Procès d’une ex-ministre sénégalaise : un tournant judiciaire à Dakar
La justice sénégalaise s’apprête à franchir une étape historique avec l’ouverture, prévue le 22 juillet, du procès d’Aïssatou Sophie Gladima. L’ancienne ministre des Mines et de la Géologie sous la présidence de Macky Sall, placée en détention préventive depuis plusieurs mois, comparaîtra devant la Haute Cour de Justice. Cette instance exceptionnelle, réservée aux membres du gouvernement accusés d’infractions commises dans l’exercice de leurs fonctions, incarne désormais la volonté des nouvelles autorités dakaroises de faire primer la transparence.
une juridiction d’exception au cœur du débat
La Haute Cour de Justice occupe une place à part dans le paysage judiciaire sénégalais. Composée de députés élus par leurs pairs, elle est la seule compétente pour juger les ministres dans le cadre de leurs attributions. Son activation, bien que rare depuis l’indépendance, confère à chaque affaire une dimension politique majeure. Le dossier Gladima illustre cette singularité : après un vote de l’Assemblée nationale autorisant sa mise en cause, l’instruction a abouti à son renvoi devant cette juridiction, marquant le passage en phase publique des débats.
Les observateurs suivront avec un intérêt particulier l’issue de ce procès, compte tenu de l’importance stratégique du secteur minier pour l’économie sénégalaise. Les décisions administratives passées, notamment en matière d’octroi de permis et de contrats, pourraient être passées au crible.
la reddition des comptes, pilier de la nouvelle gouvernance
Depuis l’arrivée au pouvoir de Bassirou Diomaye Faye et de son Premier ministre Ousmane Sonko en 2024, la lutte contre la corruption s’est imposée comme une priorité absolue. Plusieurs anciens responsables politiques et hauts fonctionnaires, dont Sophie Gladima, ont été placés en garde à vue ou incarcérés. Son procès s’inscrit dans cette dynamique, aux côtés d’autres dossiers instruits par le pôle judiciaire financier ou la Haute Cour, selon le statut des accusés.
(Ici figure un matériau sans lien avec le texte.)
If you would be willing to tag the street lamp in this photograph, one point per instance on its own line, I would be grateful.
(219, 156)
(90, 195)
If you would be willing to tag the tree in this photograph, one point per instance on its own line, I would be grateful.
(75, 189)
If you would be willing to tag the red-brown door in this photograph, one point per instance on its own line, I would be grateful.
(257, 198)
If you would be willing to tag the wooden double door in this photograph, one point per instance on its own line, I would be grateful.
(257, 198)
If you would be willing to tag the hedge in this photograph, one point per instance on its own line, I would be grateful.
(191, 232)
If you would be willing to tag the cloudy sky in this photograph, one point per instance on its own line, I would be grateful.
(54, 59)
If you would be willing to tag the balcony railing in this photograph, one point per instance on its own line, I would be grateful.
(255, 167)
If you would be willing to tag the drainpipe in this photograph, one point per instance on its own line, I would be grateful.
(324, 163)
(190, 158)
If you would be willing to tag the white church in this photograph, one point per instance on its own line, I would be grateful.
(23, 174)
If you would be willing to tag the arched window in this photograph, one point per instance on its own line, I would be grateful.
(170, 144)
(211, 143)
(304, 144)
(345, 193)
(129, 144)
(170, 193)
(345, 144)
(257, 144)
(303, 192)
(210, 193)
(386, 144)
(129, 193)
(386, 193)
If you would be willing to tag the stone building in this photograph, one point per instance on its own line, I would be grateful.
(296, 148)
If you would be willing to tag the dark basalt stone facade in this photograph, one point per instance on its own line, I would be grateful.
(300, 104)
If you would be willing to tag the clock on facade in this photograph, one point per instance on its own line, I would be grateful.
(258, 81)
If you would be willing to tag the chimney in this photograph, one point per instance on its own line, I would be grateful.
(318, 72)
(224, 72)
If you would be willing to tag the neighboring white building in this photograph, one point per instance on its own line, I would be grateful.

Entre 2019 et 2022, l’ancienne ministre a piloté le portefeuille des Mines et de la Géologie, une période marquée par le développement de la filière aurifère et les premiers pas de l’exploitation des hydrocarbures. Les investigations portent sur la gestion des fonds publics et les décisions prises dans ce cadre. Pour l’heure, la présomption d’innocence reste de mise et la défense n’a pas encore dévoilé sa stratégie.
un message crucial pour les investisseurs
Au-delà de son enjeu judiciaire, ce procès envoie un signal fort aux acteurs économiques du pays. Le Sénégal mise sur l’expansion de son secteur minier, avec des projets comme l’or de Kédougou, les phosphates de Thiès ou le zircon de la Grande Côte, sans oublier les perspectives offshore en hydrocarbures. Les investisseurs nationaux et internationaux scruteront la manière dont la justice traite les décisions passées, notamment les contrats et permis attribués sous l’ère précédente.
Pour le gouvernement actuel, l’équilibre est délicat : il doit prouver la solidité des dossiers sans alimenter les critiques sur une justice perçue comme partial. Si l’opposition dénonce une instrumentalisation politique, la coalition Pastef défend une exigence de transparence, conforme aux attentes des citoyens. Le 22 juillet, la Haute Cour de Justice deviendra le théâtre de ce débat, avec des audiences qui captiveront l’attention des partenaires internationaux.
L’organisation des débats, la liste des témoins et le calendrier du délibéré restent à préciser. Ces éléments détermineront l’impact réel de ce procès sur la jurisprudence sénégalaise en matière de responsabilité ministérielle.